The changed consumer
Already with the initial program that was focused on the chargebacks, we’ve heard from organizations that had calculated the additional cost and went to their marketing department, informing them about the necessary changes. Often, there was pushback, because marketing didn’t want to change a working and approved packaging experience just to comply with the Amazon initiative.
Now, some years later, it’s time for a new conversation because consumers have changed. First, the sustainability aspect is now much stronger. If it contributes to overall waste reduction and greenhouse gas reduction, many consumers are happy to adjust their expectations – especially if it results in less waste for themselves.
Second, research suggests that consumers rate the importance of packaging differently, depending on the occasion. If you buy something for yourself or your household, elaborate packaging isn’t as important as when you buy something as a gift.
One idea could be to give consumers a choice of the packaging they want – not only in e-commerce, but across all channels. In this area, there’s still a lot to be done. Packaging leaders must work with consumer research, designers and marketing to continuously improve customer fulfilment by reducing damages, improving the unboxing experience and lessening packaging’s impact on the environment.

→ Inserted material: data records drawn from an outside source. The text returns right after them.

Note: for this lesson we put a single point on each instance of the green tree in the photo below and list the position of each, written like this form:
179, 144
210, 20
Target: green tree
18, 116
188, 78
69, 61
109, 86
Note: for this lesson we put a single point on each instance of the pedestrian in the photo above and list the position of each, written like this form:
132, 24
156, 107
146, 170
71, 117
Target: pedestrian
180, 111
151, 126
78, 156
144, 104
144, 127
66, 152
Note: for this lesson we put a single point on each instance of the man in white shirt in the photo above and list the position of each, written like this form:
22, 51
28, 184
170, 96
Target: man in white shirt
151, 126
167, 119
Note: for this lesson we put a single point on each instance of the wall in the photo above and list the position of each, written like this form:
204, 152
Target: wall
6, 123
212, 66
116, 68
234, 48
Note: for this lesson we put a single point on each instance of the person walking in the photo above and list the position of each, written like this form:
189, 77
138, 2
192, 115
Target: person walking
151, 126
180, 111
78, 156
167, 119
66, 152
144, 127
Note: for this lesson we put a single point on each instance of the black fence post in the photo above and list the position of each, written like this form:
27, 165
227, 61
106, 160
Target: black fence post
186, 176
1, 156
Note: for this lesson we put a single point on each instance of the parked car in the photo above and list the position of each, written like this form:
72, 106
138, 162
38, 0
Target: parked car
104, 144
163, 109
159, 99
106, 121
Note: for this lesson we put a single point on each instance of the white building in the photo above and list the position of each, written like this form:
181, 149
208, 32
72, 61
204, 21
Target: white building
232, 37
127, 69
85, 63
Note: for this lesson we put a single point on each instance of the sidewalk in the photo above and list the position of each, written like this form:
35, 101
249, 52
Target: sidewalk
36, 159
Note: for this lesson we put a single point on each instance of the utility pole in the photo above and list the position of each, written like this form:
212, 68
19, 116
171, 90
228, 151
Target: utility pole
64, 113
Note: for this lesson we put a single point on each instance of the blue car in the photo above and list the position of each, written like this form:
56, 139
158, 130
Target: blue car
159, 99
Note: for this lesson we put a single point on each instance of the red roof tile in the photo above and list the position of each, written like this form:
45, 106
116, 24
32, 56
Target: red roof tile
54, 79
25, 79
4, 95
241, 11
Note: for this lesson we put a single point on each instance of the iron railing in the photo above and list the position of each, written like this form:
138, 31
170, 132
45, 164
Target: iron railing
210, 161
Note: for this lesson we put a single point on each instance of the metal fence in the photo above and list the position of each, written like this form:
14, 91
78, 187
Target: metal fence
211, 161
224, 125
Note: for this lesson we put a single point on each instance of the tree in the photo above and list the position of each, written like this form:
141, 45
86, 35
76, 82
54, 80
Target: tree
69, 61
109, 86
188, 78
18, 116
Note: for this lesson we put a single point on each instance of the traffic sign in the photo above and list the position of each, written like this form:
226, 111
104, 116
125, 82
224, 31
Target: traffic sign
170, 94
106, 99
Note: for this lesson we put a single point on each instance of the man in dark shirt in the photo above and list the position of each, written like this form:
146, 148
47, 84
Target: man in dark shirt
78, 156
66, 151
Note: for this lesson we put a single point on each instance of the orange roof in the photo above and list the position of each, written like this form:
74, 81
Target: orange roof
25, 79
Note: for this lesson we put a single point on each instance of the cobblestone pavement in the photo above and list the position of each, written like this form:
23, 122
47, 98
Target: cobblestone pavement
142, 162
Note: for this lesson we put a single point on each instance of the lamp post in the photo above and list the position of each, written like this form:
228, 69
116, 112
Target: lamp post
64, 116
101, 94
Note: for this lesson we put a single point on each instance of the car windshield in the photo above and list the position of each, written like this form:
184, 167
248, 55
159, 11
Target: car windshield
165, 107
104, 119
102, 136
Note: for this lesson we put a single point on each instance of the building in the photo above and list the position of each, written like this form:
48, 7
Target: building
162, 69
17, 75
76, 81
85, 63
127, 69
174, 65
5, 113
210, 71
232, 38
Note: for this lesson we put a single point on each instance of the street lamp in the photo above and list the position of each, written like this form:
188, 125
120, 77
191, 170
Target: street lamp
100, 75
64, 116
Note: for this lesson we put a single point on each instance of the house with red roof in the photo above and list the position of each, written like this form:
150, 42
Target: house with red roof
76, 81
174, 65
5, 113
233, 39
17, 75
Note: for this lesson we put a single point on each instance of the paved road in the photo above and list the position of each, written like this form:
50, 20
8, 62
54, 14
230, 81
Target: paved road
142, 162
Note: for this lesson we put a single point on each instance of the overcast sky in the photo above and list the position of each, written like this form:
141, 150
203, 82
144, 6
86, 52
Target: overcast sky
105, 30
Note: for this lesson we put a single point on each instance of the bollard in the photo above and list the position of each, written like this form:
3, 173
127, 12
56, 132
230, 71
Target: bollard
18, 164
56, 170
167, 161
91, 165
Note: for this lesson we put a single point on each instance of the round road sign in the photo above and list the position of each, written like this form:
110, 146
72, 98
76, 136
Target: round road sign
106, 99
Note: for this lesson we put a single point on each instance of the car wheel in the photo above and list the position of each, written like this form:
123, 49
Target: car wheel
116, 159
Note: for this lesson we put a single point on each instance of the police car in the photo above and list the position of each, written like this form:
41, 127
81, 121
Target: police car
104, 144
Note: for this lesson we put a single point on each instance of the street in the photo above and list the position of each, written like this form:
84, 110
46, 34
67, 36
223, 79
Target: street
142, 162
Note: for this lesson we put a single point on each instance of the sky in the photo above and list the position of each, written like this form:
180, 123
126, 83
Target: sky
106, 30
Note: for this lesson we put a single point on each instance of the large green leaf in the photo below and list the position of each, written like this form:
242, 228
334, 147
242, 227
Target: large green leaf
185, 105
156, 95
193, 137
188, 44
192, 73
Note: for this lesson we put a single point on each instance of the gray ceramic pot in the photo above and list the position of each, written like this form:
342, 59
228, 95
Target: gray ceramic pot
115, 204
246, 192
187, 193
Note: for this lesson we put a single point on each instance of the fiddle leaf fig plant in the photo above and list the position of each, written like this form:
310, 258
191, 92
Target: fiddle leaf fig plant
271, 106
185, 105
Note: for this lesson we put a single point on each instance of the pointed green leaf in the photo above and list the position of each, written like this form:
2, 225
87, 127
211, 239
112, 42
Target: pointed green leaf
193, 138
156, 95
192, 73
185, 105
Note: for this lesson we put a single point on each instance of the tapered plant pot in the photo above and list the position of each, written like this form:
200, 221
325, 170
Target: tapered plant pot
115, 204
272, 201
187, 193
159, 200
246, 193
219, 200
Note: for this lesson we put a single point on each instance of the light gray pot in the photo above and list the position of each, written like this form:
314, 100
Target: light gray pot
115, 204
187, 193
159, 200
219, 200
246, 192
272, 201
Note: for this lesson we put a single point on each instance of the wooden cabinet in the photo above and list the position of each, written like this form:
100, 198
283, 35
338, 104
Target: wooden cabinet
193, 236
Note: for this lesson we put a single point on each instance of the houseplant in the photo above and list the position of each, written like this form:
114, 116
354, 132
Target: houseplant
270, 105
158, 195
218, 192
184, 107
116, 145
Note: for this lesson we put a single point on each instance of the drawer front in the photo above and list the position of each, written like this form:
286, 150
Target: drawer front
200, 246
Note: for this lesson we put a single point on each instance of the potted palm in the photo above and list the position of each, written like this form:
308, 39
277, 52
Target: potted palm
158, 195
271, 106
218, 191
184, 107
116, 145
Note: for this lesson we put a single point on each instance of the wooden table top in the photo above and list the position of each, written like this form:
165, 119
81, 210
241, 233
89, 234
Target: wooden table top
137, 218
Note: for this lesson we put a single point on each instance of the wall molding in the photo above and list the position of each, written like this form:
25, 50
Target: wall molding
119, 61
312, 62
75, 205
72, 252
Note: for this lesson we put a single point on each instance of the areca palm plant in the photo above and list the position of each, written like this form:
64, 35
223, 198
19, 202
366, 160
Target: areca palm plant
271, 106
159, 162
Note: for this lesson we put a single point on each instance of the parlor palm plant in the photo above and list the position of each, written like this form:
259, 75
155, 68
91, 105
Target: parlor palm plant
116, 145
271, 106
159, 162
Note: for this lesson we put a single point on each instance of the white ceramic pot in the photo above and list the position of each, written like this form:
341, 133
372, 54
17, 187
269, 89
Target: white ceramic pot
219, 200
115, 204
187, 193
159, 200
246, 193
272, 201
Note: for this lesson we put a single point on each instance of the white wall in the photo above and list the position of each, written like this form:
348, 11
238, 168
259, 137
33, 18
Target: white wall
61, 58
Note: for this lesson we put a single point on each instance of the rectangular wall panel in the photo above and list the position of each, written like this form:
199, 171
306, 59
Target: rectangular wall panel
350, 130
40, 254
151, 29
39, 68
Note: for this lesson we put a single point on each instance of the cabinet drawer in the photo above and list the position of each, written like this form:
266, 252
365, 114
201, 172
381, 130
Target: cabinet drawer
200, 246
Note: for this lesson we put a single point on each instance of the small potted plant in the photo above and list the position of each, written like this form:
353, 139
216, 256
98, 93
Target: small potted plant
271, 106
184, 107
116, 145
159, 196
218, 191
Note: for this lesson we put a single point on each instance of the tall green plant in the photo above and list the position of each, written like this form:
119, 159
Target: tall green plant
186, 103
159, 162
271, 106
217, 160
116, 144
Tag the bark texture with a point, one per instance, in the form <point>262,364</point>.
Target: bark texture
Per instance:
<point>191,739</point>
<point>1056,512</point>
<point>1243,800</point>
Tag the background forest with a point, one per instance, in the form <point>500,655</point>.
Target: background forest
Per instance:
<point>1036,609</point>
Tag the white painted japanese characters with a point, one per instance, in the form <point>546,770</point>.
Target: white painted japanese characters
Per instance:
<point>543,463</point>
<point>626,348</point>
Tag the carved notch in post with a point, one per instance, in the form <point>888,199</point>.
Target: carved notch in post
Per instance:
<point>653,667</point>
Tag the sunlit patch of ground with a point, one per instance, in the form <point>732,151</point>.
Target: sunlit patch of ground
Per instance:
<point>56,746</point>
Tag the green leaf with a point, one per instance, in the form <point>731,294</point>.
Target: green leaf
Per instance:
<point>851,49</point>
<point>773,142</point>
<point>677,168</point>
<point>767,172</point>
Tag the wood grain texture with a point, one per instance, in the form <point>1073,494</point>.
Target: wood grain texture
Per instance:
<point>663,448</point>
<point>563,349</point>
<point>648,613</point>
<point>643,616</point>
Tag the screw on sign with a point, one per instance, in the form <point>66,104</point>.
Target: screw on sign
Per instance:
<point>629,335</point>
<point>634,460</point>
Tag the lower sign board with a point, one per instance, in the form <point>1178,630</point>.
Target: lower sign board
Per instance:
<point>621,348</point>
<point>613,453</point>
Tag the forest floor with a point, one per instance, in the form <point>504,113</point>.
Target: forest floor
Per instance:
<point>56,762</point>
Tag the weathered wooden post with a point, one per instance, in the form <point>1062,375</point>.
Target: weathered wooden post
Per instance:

New programme, new world, new opportunities
When Amazon prompts organizations to make changes, the changes tend to go far beyond Amazon. Especially for smaller companies it doesn’t make sense to only use FFP-certified packaging in one channel, but not the others. For leaders, coupling improved packaging with cost optimization targets and sustainable packaging goals can lead to increased stakeholder engagement and the initiation of new programs. The rising costs of packaging and commodity shortages, together with an increasing awareness of packaging waste, has elevated the importance placed on packaging. Now, combined with the new incentives from Amazon, supply chain and packaging leaders can drive a higher level of urgency and prioritization regarding ecommerce packaging.
Right now, the new FFP initiative is only rolled out in the U.S, but according to Amazon, will be expanded to Europe later this year.